Thursday, December 4, 2008

Education

USN Current Issue

Is AP Too Good To Be True?

Critics fear the rapid spread of Advanced Placement classes is diluting quality

By Justin Ewers
Posted 9/11/05
Page 2 of 4

AP was never intended to be at the center of the admissions frenzy, of course. When the program was first developed in 1955, it was designed to give the highest-achieving students, mostly at elite schools, a chance to tackle some college-level coursework--and earn college credit--while still in high school. Placement was the goal, not admissions, thus the name. In the 1980s, though, more and more high schools, seeing how well AP's rigorous subject matter and challenging tests were preparing kids for college, began to add the courses to their curricula. As the program became more popular (and selective colleges continued to show interest in AP students), more parents, believing all students could benefit from exposure to the high-level material covered in AP courses, demanded access. More schools opened the classes to students of all levels, regardless of their ability. Which, of course, had some unintended consequences. Cambridge Rindge & Latin in Massachusetts, for example, offered only one section of AP U.S. History 20 years ago. Today, there are between six and eight sections every year in a school with 1,800 students--which means half of each class is now considered "advanced."

This increased access has had an unmistakable bright side: a dramatic increase in the number of minorities and low-income students enrolling in AP courses. In the past decade, especially, the College Board has given high priority to making AP available to groups that have not, historically, taken the courses. The number of AP exams taken by low-income kids jumped from 32,688 in 1993 to 144,532 ten years later, with minority numbers experiencing a similar leap.

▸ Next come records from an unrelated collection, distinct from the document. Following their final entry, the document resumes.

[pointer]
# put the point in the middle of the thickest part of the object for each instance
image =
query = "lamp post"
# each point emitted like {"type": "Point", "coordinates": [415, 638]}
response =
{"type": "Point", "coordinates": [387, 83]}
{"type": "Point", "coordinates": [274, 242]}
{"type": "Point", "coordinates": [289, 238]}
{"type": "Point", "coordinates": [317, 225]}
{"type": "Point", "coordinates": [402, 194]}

High stakes. Some analysts wonder, though, whether all of these new students are really doing college-level work. Teens typically receive bonus points on their grade-point averages for completing AP courses. But in a study to be published this fall, Saul Geiser, a research fellow at the Center for Studies in Higher Education at the University of California-Berkeley, comes to the stark conclusion that in California, at least, there is little to no correlation between simply taking an AP course and students' first- and second-year college GPAs. (A study of students in Texas drew a similar conclusion.) Doing well on AP exams is another matter, Geiser says: High test scores are one of the best predictors of college success. But since only about two thirds of California students in AP courses actually take the exam, for many kids the classes themselves are where AP begins and ends. At one time, Geiser says, good grades in AP classes may have been a reasonable barometer of academic ability, but he thinks colleges need to reconsider using AP coursework alone as a criterion in high-stakes admissions. "AP is being used for a purpose for which it has never been validated," he says.

The UC system's powerful statewide admissions board, which commissioned his study, is now considering dropping the bonus points it currently awards for AP courses when calculating GPA s. And the stakes are high: Admissions experts say that by threatening to downgrade the status of AP, much as it did when it considered dropping the SAT in 2001, UC, with its 208,000 students, could do a lot of damage to the program's reputation.